Unfortunately, the debate of these goals, many of which were obviously long term goals, was constrained to a narrow few, and it has become evident the situation was not of such pressing urgency as to require an immediate decision or precipitous action to protect our national security. Limiting debate and inclusion is necessary where clear and present danger to our national security is apparent and it may be, due to the inherent problems in our intelligence community, that the perception was that this was the case. In order to assess our current situation, however it is important that we reconsider and open debate afresh on the original reasons for action. Such debate should consider not only our progress in achieving the original ends, but also the validity of those ends as originally formulated, as well as how the current situation has altered the cost benefit equation.

 

Looking at the original reasons for war, many have been achieved, the results being rather impressive. We must not only give credit where credit is due, but also list the many accomplishments that our brave young men and women have fought, bled and died to achieve. Regime change, a national policy begun under President Clinton, was achieved, and achieved in rather short order. The Iraqi WMD threat, or at least the perception of a threat, was removed.

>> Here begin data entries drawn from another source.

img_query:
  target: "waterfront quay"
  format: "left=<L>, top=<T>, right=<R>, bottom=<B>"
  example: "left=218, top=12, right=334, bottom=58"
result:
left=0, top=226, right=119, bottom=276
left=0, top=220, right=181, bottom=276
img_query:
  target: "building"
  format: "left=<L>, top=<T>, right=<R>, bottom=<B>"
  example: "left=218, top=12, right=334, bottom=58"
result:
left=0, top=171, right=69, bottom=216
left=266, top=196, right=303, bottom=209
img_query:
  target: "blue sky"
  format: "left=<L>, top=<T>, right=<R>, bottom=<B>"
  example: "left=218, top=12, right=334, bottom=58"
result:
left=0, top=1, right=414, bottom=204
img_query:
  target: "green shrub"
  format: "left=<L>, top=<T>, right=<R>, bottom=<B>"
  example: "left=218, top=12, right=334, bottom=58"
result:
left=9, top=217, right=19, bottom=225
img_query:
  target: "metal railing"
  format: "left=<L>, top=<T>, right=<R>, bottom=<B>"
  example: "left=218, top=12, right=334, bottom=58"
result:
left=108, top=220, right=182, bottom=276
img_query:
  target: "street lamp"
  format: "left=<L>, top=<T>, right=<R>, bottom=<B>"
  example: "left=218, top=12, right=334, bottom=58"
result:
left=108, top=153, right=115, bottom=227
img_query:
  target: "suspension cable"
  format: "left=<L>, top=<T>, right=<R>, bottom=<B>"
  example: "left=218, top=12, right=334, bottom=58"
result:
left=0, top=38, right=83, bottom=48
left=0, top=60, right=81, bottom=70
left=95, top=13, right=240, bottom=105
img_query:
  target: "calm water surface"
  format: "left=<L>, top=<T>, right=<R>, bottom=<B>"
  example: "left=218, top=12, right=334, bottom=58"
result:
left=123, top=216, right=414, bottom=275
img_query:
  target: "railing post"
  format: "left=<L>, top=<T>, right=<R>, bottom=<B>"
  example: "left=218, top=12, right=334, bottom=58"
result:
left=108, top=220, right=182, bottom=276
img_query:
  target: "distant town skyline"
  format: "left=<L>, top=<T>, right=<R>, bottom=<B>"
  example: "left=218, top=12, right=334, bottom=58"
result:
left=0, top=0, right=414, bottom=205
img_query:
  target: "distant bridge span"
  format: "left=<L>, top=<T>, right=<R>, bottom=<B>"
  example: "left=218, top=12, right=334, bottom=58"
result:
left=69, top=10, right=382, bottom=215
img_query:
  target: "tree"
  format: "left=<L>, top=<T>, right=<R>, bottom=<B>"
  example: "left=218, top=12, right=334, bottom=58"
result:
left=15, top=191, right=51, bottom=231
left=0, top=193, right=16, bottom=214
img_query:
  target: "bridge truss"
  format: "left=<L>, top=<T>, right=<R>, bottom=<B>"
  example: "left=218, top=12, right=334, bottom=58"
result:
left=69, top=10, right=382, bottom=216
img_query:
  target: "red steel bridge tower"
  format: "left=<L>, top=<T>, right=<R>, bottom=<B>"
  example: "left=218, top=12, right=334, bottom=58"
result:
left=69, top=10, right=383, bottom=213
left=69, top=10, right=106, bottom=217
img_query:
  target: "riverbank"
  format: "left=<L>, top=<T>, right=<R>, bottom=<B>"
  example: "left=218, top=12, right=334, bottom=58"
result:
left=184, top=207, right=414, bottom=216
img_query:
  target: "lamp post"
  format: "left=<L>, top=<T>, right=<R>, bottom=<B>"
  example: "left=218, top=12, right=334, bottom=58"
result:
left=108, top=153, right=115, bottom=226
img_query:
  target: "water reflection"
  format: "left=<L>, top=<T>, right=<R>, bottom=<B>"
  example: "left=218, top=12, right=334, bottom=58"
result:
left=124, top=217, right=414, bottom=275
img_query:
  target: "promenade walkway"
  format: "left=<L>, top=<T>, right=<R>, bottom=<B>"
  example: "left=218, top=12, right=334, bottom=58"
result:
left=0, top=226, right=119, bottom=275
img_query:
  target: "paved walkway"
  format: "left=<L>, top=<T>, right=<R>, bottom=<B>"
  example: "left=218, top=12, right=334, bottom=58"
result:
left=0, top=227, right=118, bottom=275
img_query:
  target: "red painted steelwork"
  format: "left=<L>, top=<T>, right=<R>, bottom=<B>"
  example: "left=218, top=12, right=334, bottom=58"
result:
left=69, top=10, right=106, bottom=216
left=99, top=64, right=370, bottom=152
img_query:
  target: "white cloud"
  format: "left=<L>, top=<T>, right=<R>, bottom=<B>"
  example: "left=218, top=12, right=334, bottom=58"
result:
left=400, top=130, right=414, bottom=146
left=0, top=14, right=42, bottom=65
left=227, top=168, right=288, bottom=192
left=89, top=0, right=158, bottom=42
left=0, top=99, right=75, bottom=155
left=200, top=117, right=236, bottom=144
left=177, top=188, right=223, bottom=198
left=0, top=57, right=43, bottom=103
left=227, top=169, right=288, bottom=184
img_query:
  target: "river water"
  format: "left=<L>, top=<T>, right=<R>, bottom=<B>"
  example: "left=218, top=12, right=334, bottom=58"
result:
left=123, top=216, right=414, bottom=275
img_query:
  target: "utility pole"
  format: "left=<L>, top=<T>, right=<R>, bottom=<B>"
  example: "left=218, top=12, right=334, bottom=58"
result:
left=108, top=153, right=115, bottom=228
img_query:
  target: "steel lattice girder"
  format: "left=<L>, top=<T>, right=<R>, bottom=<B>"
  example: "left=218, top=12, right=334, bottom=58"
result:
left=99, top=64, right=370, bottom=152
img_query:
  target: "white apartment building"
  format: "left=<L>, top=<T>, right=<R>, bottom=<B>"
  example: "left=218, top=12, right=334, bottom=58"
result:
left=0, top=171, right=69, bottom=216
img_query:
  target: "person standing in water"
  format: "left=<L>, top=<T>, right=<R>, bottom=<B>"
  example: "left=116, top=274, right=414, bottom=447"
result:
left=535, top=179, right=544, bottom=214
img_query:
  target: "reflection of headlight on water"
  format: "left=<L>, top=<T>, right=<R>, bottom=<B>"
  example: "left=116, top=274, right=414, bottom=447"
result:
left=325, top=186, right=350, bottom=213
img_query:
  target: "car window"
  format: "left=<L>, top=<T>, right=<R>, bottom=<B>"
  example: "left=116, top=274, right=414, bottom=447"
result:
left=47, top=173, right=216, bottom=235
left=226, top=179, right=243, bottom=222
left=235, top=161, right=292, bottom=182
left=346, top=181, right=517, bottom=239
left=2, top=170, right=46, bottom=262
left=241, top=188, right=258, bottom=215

The Iraqi people have been librated from the tyranny of despotism, and Iraq's neighbors no longer need fear a presumptuous regional hegemon. The remainder of the goals remains in question. It is on these goals that we should focus the current debate in regards to both establishing a timetable for withdrawal as well as determining both the validity as well as cost of achieving them. The remaining goals include preventing Iraq from becoming a more dangerous threat to the region and beyond, cutting Iraq's ties to international terrorism, and maintaining Iraq's unity and territorial integrity, the first two being in question due to the issue of government legitimacy, authority and stability rather than offensive adventurism or sponsorship of terrorism.

 

These goals, then, their validity, and the impact of a precipitous pullout on achieving them should be the subject of the debate, not the establishment of some arbitrary timetable for withdrawal or the scoring of political points by asking public servants who serve at the pleasure of the President whether they think it is time for them to resign. What would be the impact of our pullout from Iraq at this point on the Global War on Terror? What would be the impact to the fledgling democracy in Iraq? What would be the impact on the Iraqis and the original goal of helping them to create a free, moderate, pluralistic society? Of course, included in this debate should be the validity, in terms both of national values and means, of achieving these goals. Perhaps, in this renewed debate, we will come to realize more fully that we, alone, cannot achieve these goals for others. Rather, it is only through working collectively with the community of nations, if that community is committed, that we can hope to achieve them. In the absence of this commitment, we must, both out of pragmatic necessity as well as moral obligation, look out to out own.